In our work on investing with a gender lens we’re taking on the gender part of this triumvirate. The initiative has two intertwined strategies, to create a community of investors committed to deploying capital with a gender lens and to develop a robust landscape of investment vehicles (across asset classes) for them to invest in. Considerable research demonstrates that a gender lens is smart investing and leads to increased social and financial returns (the higher return on equity of companies with more women board members and the gender dividend of increased earning power of women as two primary examples). But, this expert knowledge is not valued in financial realms. Shifting what is valued in financial calculations is, in part, a realignment of how expertise is perceived.

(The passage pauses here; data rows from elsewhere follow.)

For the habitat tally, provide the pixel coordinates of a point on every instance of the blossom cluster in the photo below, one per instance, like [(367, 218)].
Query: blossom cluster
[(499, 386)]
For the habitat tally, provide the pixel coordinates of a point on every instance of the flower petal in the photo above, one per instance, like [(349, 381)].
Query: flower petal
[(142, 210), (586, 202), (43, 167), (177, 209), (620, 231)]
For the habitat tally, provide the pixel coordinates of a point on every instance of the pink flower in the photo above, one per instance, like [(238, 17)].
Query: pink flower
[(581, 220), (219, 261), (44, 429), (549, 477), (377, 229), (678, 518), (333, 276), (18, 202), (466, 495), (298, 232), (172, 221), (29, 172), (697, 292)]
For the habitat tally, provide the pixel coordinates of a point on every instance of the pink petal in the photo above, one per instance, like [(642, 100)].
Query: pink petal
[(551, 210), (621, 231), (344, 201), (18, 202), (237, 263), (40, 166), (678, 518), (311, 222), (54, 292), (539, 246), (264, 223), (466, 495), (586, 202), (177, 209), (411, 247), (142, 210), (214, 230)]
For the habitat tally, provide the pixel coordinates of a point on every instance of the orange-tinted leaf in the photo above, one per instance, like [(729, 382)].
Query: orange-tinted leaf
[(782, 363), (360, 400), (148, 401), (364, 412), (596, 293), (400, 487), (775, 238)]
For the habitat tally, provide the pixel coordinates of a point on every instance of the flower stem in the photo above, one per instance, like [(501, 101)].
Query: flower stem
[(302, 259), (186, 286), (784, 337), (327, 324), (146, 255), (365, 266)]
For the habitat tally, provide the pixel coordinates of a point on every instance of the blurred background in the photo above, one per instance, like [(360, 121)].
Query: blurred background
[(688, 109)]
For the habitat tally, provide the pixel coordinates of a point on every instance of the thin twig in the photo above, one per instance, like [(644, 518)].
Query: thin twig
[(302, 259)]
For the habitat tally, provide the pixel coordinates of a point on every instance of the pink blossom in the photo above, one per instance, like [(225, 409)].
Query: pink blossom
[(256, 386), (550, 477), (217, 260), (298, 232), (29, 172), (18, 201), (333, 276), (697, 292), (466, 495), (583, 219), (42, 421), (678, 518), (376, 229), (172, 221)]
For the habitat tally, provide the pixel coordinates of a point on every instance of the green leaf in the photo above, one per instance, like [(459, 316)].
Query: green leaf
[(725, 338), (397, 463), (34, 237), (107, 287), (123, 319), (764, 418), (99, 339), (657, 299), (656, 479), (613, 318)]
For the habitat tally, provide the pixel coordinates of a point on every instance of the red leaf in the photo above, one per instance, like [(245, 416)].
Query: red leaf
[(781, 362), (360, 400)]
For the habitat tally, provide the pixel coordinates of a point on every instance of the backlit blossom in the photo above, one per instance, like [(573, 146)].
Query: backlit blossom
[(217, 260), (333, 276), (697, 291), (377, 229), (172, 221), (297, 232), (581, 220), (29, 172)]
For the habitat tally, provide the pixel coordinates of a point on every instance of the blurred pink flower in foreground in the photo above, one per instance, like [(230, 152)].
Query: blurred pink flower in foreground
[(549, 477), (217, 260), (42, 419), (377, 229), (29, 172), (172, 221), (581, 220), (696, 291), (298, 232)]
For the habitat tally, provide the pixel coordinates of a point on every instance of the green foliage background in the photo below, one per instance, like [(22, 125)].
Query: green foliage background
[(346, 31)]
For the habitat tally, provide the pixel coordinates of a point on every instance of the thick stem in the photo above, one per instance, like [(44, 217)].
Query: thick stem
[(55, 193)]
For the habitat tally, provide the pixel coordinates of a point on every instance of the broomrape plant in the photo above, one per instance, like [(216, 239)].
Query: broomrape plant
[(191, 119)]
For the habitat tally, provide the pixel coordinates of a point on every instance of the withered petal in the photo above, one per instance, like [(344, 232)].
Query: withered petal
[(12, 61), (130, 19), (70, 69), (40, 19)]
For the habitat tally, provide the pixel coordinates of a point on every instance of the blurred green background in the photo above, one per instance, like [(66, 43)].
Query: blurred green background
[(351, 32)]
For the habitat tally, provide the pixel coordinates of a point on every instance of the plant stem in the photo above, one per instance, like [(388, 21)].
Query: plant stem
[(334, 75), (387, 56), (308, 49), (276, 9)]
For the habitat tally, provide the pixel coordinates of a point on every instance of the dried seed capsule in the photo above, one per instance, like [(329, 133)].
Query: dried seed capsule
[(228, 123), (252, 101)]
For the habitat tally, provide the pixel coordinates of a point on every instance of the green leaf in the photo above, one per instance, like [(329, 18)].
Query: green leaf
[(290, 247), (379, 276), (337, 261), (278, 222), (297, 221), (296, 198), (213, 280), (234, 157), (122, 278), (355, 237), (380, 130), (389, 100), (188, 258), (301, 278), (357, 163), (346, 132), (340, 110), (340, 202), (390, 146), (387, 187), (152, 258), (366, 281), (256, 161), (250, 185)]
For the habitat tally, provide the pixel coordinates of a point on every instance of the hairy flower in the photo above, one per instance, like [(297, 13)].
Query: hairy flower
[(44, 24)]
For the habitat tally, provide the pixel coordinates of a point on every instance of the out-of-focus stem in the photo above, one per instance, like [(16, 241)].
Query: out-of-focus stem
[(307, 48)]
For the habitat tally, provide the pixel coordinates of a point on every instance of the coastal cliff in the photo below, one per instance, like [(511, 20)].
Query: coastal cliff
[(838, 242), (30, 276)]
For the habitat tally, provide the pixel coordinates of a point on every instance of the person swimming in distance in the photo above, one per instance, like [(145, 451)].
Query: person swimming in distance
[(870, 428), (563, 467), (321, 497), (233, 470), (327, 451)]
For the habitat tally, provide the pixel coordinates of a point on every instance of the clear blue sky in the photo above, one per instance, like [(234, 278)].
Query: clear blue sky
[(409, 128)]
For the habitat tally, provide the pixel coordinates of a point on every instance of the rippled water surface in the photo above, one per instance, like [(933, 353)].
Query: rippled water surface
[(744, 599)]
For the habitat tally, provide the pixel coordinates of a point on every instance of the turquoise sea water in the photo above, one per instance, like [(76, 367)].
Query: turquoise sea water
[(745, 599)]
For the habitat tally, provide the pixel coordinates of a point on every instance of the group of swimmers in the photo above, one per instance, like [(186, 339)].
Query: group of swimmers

We work in areas where expertise is contested. In making a socially responsible investment, is it the knowledge of how to achieve social impact or financial return that is more important? In this context, how do we measure long term value and risk?  In setting priorities for a church, who has the most valuable input, a bishop or a lay person? Who knows best the value of a neighborhood, the banker or the local community leader? Personally, I revel in these moments where power and knowledge are disrupted. Perhaps it’s my personal story of a high school teacher who went on to start a venture fund. But more profoundly, it’s that these moments of disruption allow for new knowledge, new ideas.

But, to get to and stay at the tables of power, requires access to the expert language. In a conversation with Patricia Farrar-Rivas of Veris Investments a few months back, she suggested a brilliant strategy. When financial language is thrown about, ask the person to define it. It’s amazing how we use jargon, like derivatives, that have very distant reference back to the real thing. Language has the power to exclude. Asking reveals that one is not “in the know.”

A year or so back, one of the leaders of the Committee of 200 negotiating a complex merger was at the same Structure Lab was an African-American woman high school teacher spinning out a new program. In the beginning of the session, the teacher downplayed her knowledge, and named her alienation from the language of business. She said, “I won’t understand what you people are talking about.” She metaphorically stepped back from the table in a moment of paradoxical resistance and disempowerment. At the end, she came up to me and said she would never again say that she didn’t know… rather she would fake it with her Structure Lab cards and notes hidden in her lap. The woman from the Committee of 200 was standing near and added quietly “me too.”

So next time you enter a conversation and wonder if you have the expertise, the authority to comment, know that they are making it up as well. They are wielding whatever tools they have at their disposal to construct their expertise. The power of these tools is real. But the power is always in flux as our culture, our history, our economic realities shifts what expertise we ascribe privilege and power. Find some delight in these moments of confusion, where we don’t know who has the right answers and question your own search for the expert with the right answers.